«La historia de los esfuerzos del hombre destinados a subyugar la naturaleza es también la historia del sojuzgamiento del hombre por el hombre»
(Max Horkheimer)
La devastación planetaria se expande aceleradamente al ritmo de la economía de libre mercado sin contemplación. El deterioro ecológico y ambiental no cede, aún en momentos críticos donde las repercusiones en la biosfera emergen a la vista de todos, sin ocultación. Las fuerzas progresivas de la economía del capital perpetúan la desnaturalización del ser humano, separándolo de su naturaleza humana y no humana para su dominación y control, diluyendo la unicidad y reciprocidad en la reproducción de la vida para sustentar un modelo «civilizatorio» de crecimiento y desarrollo sobre la base de la acumulación.
El tiempo teleológico de la economía hacia el infinito mantiene a la naturaleza bajo amenaza. La capacidad biofísica —finita— del planeta zozobra sus fuentes de vida irreversiblemente. Ecosistemas destruidos, aire, suelo y agua contaminados, biodiversidad reducida y alteraciones climáticas, exponen algunas secuelas de un modelo económico de alta entropía y carente de límites, guiado por la noción de acumulación constante con la mirada puesta en el ideal de «progreso». La inconmensurable insaciabilidad crematística asume inherentemente la avaricia ilimitada, retrotrayendo una maldición mitológica en la búsqueda del fin de la vida. El ansia de ganancias ilimitadas —el tocar con el dedo todo aquello para mercantilizarlo mediante la apropiación destructiva— redime a Midas como prolegómeno de un futuro quimérico no muy lejano, ante la pretensión de arraigar la instrumentalidad de la naturaleza con el fin de obtener riqueza monetaria.

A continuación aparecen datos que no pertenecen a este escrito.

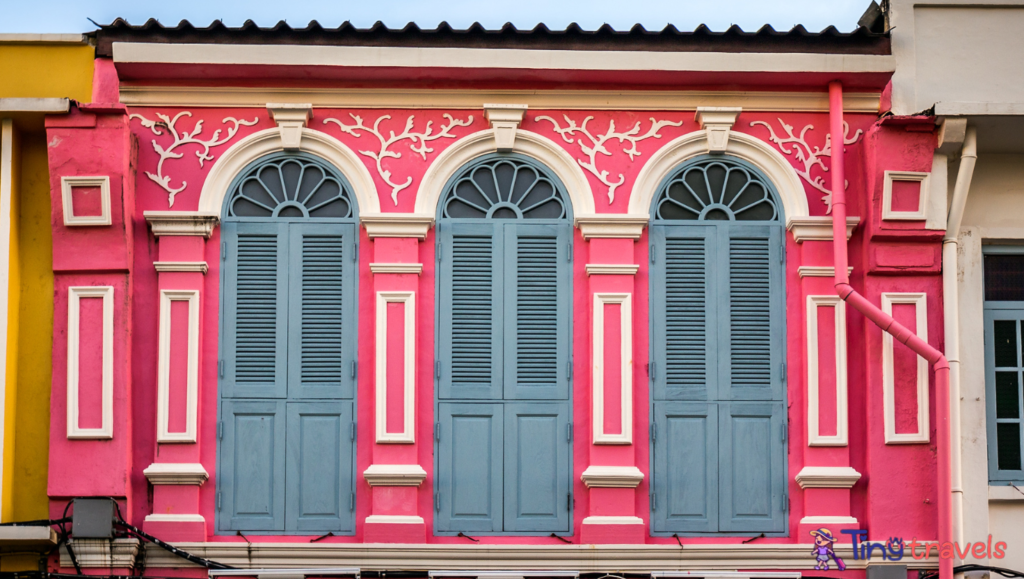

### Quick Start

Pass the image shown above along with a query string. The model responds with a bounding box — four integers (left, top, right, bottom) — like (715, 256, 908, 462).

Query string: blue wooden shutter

(651, 402, 719, 533)
(285, 401, 355, 532)
(718, 402, 786, 533)
(436, 403, 503, 532)
(503, 223, 571, 400)
(438, 222, 504, 400)
(651, 226, 716, 402)
(222, 221, 289, 399)
(984, 310, 1024, 482)
(287, 223, 356, 400)
(219, 400, 286, 531)
(502, 402, 570, 532)
(718, 226, 785, 402)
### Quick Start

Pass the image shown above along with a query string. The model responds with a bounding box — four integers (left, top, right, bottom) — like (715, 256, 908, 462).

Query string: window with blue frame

(648, 155, 787, 535)
(217, 152, 358, 534)
(434, 153, 573, 535)
(983, 248, 1024, 484)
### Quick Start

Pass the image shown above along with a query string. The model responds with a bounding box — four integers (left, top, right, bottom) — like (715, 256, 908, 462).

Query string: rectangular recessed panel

(285, 402, 354, 532)
(300, 235, 344, 387)
(451, 235, 494, 387)
(77, 297, 105, 430)
(236, 234, 280, 384)
(167, 299, 191, 434)
(233, 414, 278, 517)
(664, 238, 708, 394)
(515, 235, 559, 388)
(729, 238, 772, 390)
(664, 414, 712, 520)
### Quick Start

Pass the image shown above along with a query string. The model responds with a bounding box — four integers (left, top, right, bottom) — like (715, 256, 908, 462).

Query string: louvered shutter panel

(651, 226, 716, 402)
(719, 226, 785, 402)
(718, 402, 786, 532)
(222, 221, 289, 399)
(285, 401, 355, 532)
(436, 403, 503, 532)
(219, 400, 286, 531)
(287, 223, 355, 400)
(503, 402, 570, 532)
(503, 223, 570, 400)
(438, 222, 504, 400)
(651, 402, 719, 533)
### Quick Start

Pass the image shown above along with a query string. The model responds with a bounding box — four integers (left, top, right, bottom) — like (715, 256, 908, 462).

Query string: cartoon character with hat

(810, 528, 846, 571)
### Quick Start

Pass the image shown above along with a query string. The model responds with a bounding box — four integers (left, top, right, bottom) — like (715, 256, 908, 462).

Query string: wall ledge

(788, 216, 859, 243)
(360, 213, 434, 239)
(795, 466, 862, 489)
(575, 214, 649, 240)
(989, 485, 1024, 502)
(581, 465, 644, 488)
(143, 462, 209, 486)
(144, 211, 219, 238)
(363, 464, 428, 487)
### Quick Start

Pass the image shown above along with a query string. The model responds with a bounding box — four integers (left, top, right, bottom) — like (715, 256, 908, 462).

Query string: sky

(1, 0, 873, 34)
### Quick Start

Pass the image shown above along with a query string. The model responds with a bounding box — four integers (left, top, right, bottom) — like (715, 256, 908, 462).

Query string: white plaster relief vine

(324, 113, 473, 205)
(129, 112, 259, 207)
(749, 118, 863, 213)
(535, 114, 683, 204)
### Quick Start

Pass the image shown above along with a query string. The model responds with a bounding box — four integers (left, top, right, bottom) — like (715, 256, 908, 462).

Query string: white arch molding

(198, 127, 380, 215)
(414, 128, 597, 220)
(628, 129, 810, 227)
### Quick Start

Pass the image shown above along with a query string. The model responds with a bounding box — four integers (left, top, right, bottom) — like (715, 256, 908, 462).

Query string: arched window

(648, 155, 787, 536)
(217, 152, 358, 534)
(434, 153, 572, 535)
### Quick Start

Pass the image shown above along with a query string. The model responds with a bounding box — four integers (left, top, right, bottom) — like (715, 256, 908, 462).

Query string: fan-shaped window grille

(441, 154, 568, 220)
(225, 153, 354, 219)
(654, 155, 780, 222)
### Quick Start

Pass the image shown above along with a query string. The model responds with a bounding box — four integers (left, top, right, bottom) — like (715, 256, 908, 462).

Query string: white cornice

(585, 264, 640, 276)
(369, 263, 424, 275)
(144, 211, 219, 238)
(363, 464, 428, 487)
(154, 261, 209, 274)
(787, 216, 860, 243)
(360, 213, 434, 239)
(143, 462, 209, 486)
(581, 466, 644, 488)
(0, 98, 70, 113)
(575, 214, 649, 240)
(797, 266, 854, 278)
(794, 466, 862, 489)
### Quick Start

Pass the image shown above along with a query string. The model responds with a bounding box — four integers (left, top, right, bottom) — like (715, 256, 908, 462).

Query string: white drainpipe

(943, 126, 977, 545)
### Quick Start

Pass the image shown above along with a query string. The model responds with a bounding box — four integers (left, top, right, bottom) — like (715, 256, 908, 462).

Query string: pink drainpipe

(828, 81, 952, 579)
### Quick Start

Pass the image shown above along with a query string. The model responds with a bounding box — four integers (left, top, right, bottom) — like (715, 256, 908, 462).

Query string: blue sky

(2, 0, 872, 34)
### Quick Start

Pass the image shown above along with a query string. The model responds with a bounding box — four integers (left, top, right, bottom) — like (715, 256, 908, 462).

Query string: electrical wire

(108, 499, 233, 570)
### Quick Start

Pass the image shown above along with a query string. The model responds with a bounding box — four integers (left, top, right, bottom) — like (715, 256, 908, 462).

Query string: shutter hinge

(435, 422, 441, 441)
(567, 423, 573, 442)
(567, 361, 572, 380)
(782, 493, 789, 512)
(218, 360, 225, 378)
(781, 423, 786, 443)
(567, 492, 572, 512)
(350, 492, 356, 511)
(351, 422, 357, 441)
(780, 362, 786, 382)
(435, 361, 441, 380)
(351, 360, 357, 379)
(353, 238, 359, 262)
(434, 492, 441, 512)
(650, 422, 657, 442)
(221, 242, 227, 262)
(217, 421, 224, 440)
(651, 492, 656, 512)
(567, 241, 572, 262)
(651, 245, 656, 263)
(649, 361, 656, 381)
(436, 241, 442, 262)
(216, 492, 222, 511)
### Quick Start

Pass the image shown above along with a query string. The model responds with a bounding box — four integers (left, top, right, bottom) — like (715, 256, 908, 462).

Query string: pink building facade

(44, 19, 952, 578)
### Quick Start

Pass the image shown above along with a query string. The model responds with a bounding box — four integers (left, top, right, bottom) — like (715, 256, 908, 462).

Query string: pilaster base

(143, 514, 207, 542)
(797, 515, 862, 540)
(580, 516, 645, 544)
(363, 515, 426, 543)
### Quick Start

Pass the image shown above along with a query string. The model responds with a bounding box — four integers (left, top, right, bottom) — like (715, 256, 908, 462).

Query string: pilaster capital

(144, 211, 219, 238)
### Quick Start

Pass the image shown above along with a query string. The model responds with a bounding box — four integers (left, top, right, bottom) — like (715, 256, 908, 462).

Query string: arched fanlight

(441, 155, 568, 220)
(226, 153, 354, 219)
(654, 156, 780, 222)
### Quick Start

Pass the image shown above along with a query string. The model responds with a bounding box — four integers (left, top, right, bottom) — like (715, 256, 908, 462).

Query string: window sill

(989, 485, 1024, 502)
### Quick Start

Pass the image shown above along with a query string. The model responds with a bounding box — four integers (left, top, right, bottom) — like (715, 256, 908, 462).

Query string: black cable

(0, 517, 70, 527)
(59, 500, 82, 575)
(108, 498, 232, 570)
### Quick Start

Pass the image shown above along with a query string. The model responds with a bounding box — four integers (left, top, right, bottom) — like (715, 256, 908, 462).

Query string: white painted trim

(154, 261, 209, 274)
(67, 286, 114, 440)
(360, 213, 434, 239)
(364, 515, 425, 525)
(592, 293, 633, 445)
(787, 216, 860, 243)
(0, 119, 12, 519)
(60, 538, 139, 569)
(415, 128, 595, 220)
(989, 485, 1024, 502)
(629, 129, 809, 226)
(580, 465, 644, 488)
(794, 466, 862, 489)
(797, 266, 854, 278)
(695, 107, 742, 153)
(581, 516, 644, 525)
(575, 214, 649, 240)
(363, 464, 428, 487)
(585, 264, 639, 276)
(881, 292, 930, 444)
(369, 263, 423, 275)
(198, 127, 379, 215)
(375, 291, 416, 443)
(798, 516, 859, 525)
(0, 34, 85, 44)
(144, 211, 220, 237)
(157, 290, 200, 443)
(0, 97, 71, 112)
(806, 295, 849, 447)
(143, 462, 209, 485)
(113, 43, 897, 74)
(882, 170, 930, 221)
(143, 513, 206, 523)
(60, 176, 112, 226)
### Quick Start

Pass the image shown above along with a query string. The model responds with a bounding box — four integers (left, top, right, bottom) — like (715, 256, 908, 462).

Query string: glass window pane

(996, 372, 1021, 419)
(993, 320, 1019, 367)
(985, 254, 1024, 301)
(997, 422, 1023, 471)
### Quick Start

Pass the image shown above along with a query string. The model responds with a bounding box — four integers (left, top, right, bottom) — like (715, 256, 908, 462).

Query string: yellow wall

(0, 43, 94, 102)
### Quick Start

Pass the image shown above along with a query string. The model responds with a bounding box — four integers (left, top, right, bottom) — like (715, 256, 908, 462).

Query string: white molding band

(375, 291, 416, 443)
(61, 176, 112, 226)
(144, 211, 219, 238)
(580, 465, 644, 488)
(144, 513, 207, 523)
(798, 515, 859, 525)
(363, 464, 428, 487)
(592, 293, 633, 445)
(369, 263, 424, 275)
(157, 290, 200, 443)
(575, 215, 650, 240)
(797, 266, 854, 278)
(365, 515, 425, 525)
(154, 261, 209, 274)
(581, 516, 644, 525)
(881, 292, 930, 444)
(806, 295, 849, 447)
(585, 264, 640, 276)
(788, 216, 860, 243)
(67, 286, 114, 440)
(360, 213, 434, 239)
(143, 462, 209, 485)
(882, 170, 930, 221)
(60, 538, 139, 569)
(794, 466, 862, 489)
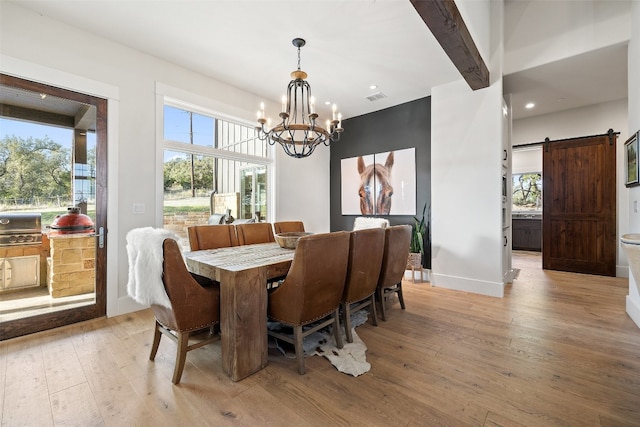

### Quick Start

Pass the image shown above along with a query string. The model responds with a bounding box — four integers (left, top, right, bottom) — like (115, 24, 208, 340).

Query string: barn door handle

(504, 236, 508, 247)
(503, 149, 507, 161)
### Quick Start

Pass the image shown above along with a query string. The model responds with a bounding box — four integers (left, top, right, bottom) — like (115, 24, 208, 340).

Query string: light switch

(133, 203, 145, 214)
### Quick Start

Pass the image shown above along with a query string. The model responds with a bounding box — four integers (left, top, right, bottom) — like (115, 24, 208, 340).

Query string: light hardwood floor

(1, 251, 639, 426)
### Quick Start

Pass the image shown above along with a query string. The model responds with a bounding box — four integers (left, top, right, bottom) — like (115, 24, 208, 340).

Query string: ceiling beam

(0, 104, 74, 129)
(410, 0, 489, 90)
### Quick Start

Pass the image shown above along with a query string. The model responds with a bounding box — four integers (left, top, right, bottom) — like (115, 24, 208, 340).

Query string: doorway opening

(511, 146, 543, 253)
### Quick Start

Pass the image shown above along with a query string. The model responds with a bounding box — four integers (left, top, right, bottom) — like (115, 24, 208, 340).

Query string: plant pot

(407, 252, 422, 269)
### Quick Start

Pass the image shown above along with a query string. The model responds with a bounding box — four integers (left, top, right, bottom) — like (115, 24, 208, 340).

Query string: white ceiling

(6, 0, 629, 122)
(505, 43, 628, 120)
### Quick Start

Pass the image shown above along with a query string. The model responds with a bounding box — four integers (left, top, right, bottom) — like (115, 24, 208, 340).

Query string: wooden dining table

(184, 242, 294, 381)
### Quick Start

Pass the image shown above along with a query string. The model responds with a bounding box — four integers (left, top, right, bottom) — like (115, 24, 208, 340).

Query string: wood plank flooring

(1, 251, 639, 426)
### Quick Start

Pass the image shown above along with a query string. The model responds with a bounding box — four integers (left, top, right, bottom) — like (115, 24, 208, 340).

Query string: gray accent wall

(329, 96, 431, 264)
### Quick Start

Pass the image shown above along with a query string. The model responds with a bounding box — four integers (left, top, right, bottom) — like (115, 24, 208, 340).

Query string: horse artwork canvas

(341, 148, 416, 216)
(357, 152, 394, 215)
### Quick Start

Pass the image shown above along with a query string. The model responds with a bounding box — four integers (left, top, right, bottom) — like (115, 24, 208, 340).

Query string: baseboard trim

(115, 296, 148, 317)
(431, 273, 504, 298)
(626, 295, 640, 329)
(617, 265, 629, 278)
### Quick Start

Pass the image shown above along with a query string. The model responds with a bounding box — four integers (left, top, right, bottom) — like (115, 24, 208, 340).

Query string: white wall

(0, 2, 329, 316)
(513, 99, 628, 146)
(430, 0, 506, 297)
(431, 79, 505, 297)
(625, 0, 640, 328)
(275, 150, 331, 234)
(504, 0, 631, 74)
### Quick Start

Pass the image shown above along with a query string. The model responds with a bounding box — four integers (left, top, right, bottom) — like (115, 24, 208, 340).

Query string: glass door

(240, 166, 267, 221)
(0, 74, 107, 340)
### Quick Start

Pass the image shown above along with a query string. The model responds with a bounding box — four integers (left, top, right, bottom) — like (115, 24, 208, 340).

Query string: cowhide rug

(267, 310, 370, 377)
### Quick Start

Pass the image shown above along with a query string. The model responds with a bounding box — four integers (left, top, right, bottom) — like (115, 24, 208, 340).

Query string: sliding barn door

(542, 133, 617, 276)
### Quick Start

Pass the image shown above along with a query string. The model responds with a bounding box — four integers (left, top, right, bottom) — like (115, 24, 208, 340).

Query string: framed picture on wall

(625, 131, 640, 187)
(340, 147, 416, 215)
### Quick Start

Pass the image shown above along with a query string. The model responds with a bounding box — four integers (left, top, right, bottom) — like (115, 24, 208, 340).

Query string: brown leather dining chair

(376, 225, 412, 321)
(235, 222, 275, 245)
(149, 238, 220, 384)
(341, 227, 385, 342)
(273, 221, 305, 234)
(267, 231, 350, 374)
(187, 224, 238, 251)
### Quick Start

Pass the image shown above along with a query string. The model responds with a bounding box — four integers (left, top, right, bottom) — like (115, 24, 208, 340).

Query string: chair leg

(377, 287, 387, 321)
(150, 321, 162, 361)
(172, 331, 190, 384)
(343, 303, 353, 343)
(293, 325, 305, 375)
(397, 282, 406, 310)
(369, 294, 378, 326)
(333, 309, 343, 349)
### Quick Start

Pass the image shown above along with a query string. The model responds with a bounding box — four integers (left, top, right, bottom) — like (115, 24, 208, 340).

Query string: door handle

(95, 226, 106, 249)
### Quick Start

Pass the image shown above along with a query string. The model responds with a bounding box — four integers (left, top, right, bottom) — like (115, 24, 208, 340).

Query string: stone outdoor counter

(47, 233, 95, 298)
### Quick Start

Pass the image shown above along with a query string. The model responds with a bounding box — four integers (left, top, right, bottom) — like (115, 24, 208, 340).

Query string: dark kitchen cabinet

(512, 218, 542, 251)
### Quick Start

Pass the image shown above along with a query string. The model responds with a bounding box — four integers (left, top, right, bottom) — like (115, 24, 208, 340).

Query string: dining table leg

(219, 266, 268, 381)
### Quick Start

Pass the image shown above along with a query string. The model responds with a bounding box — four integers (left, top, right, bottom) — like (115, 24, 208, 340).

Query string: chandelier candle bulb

(281, 95, 286, 112)
(338, 113, 342, 129)
(310, 96, 316, 114)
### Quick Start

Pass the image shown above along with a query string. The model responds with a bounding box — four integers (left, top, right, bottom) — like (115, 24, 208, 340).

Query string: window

(161, 103, 272, 246)
(512, 172, 542, 212)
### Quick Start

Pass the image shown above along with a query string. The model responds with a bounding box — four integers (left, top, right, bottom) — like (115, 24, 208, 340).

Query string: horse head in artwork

(357, 152, 394, 215)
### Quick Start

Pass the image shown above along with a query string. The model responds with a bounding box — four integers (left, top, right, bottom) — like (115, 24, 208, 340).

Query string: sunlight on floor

(0, 286, 95, 322)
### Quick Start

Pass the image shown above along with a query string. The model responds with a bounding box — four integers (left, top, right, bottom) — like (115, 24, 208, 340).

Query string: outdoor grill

(0, 212, 43, 247)
(49, 207, 95, 236)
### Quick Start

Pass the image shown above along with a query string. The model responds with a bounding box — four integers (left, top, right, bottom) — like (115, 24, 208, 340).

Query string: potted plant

(408, 203, 428, 269)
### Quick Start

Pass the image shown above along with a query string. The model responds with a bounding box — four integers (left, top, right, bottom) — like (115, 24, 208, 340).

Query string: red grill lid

(50, 207, 95, 231)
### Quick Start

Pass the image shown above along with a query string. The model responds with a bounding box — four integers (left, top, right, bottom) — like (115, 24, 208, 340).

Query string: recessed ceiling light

(525, 102, 535, 109)
(325, 101, 331, 105)
(369, 85, 378, 90)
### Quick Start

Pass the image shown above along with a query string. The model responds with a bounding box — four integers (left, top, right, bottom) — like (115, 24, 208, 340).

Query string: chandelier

(256, 38, 343, 158)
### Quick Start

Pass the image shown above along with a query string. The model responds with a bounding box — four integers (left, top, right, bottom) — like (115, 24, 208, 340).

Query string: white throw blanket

(126, 227, 178, 308)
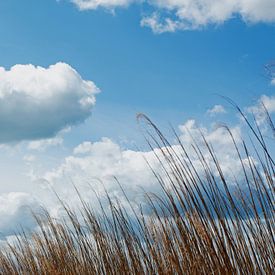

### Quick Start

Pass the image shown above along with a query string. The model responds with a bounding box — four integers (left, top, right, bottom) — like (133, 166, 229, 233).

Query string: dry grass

(0, 106, 274, 274)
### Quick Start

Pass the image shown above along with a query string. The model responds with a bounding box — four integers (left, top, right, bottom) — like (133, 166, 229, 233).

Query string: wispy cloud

(207, 105, 227, 116)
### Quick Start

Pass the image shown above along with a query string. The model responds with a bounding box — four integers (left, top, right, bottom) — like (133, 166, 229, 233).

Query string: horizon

(0, 0, 274, 241)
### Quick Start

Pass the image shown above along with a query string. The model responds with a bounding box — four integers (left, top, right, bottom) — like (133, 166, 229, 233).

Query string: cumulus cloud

(207, 105, 227, 116)
(42, 137, 162, 211)
(246, 95, 275, 125)
(0, 62, 99, 143)
(73, 140, 103, 154)
(260, 95, 275, 113)
(0, 192, 40, 238)
(69, 0, 275, 33)
(178, 119, 245, 180)
(38, 120, 246, 215)
(0, 116, 262, 238)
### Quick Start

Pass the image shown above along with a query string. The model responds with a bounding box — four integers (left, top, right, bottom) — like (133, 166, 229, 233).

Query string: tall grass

(0, 106, 274, 274)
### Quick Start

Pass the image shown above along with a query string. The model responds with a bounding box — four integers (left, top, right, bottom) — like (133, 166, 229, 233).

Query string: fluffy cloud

(0, 192, 40, 238)
(207, 105, 227, 116)
(38, 120, 245, 216)
(42, 137, 162, 211)
(246, 95, 275, 125)
(0, 117, 263, 238)
(69, 0, 275, 33)
(260, 95, 275, 113)
(178, 119, 246, 181)
(0, 62, 99, 143)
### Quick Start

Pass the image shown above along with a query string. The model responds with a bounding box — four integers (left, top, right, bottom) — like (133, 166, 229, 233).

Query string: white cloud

(178, 119, 245, 180)
(69, 0, 275, 33)
(71, 0, 133, 10)
(38, 120, 245, 215)
(246, 94, 275, 125)
(42, 137, 162, 209)
(73, 140, 98, 154)
(23, 155, 36, 162)
(0, 117, 260, 238)
(0, 62, 99, 143)
(261, 95, 275, 113)
(0, 192, 40, 238)
(140, 12, 186, 33)
(207, 105, 227, 116)
(28, 136, 64, 151)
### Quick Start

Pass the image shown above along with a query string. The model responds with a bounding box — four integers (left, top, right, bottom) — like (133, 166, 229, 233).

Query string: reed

(0, 106, 274, 274)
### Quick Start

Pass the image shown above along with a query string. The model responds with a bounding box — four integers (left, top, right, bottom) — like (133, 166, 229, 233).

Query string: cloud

(73, 140, 99, 154)
(0, 62, 99, 143)
(71, 0, 133, 10)
(42, 137, 163, 211)
(178, 119, 245, 180)
(140, 12, 186, 34)
(246, 94, 275, 125)
(69, 0, 275, 33)
(23, 155, 36, 162)
(0, 192, 40, 238)
(28, 137, 64, 151)
(207, 105, 227, 116)
(37, 120, 245, 215)
(0, 116, 262, 238)
(260, 95, 275, 113)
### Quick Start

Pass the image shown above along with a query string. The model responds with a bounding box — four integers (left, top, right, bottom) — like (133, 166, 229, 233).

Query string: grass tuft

(0, 107, 274, 274)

La significación instrumentalista de la naturaleza como riqueza monetaria, recurso o insumo productivo, resuena en los discursos economicistas en la reivindicación desarrollista; de ahí la resonancia del dicho que alguna vez aludió Humboldt sobre la necesidad de aprovechar las ventajas comparativas de nuestra riqueza natural: «no podemos ser mendigos sentados en un saco de oro». El eco del discurso ha resonado en las economías del Sur global, manteniendo ciclos constantes de extracción y especialización productiva —desde la articulación del mundo en función del capital— sobre la base de la reificación y valoración mercantil de la vida; un matricidio constante en función de la reproducción del mundo de las mercancías.
Entre la multiplicidad crítica de la reproducción de la economía de mercado subyace la oposición entre la estructura productiva y consuntiva y la capacidad biofísica del planeta, una paradoja que deviene en un deterioro y agotamiento de la naturaleza y sus servicios. El modelo económico hegemónico avanza como locomotora obnubilando su devenir. En su trayecto ha llegado a un punto de inflexión al convertir la «pretensión civilizatoria» en una barbarie ecológica y ambiental. Walter Benjamin aludió a la idea del progreso infinito de la sociedad moderna como «la catástrofe». Quizá, siguiendo su afirmación, es tiempo de tirar del freno de emergencia para no colapsar ante la destrucción de aquello que nos permite vivir. Las circunstancias exigen edificar otra economía, donde la centralidad radique en la vida, en la unidad orgánica y recíproca entre el ser humano y la naturaleza y en formas de apropiación menos agresivas.
La locomotora del progreso circunda la tragedia en la que ningún valor monetario permitirá la reproducción de seres humanos y no humanos. Corremos el riesgo —como Midas— de teñir nuestro mundo de valores inertes ante la codicia incesante de la racionalidad económica, perdiendo la biocapacidad que permite el fluir de la vida. El tiempo de la economía crematística devela insustentabilidad e insostenibilidad, la naturaleza requiere alternativas económicas que trastoquen el problema sustancial productivo, consuntivo, instrumentalista e imperioso, al tiempo que arrope otras epistemologías de vivir con resignificaciones en la relación orgánica entre el ser humano y la naturaleza y en el fin social de la humanidad.
Es urgente otra economía, que renuncie a reificar la naturaleza con fines crematísticos y comience a mirarla como sujeto inherente al desenvolvimiento de la vida. Una mirada desde la imbricación entre seres humanos y no humanos para cimentar las bases de una organización orgánica en la que comunidad y naturaleza restablezcan el balance contra el desequilibrio, la imposición, el saqueo y la rapiña de las leyes del mercado.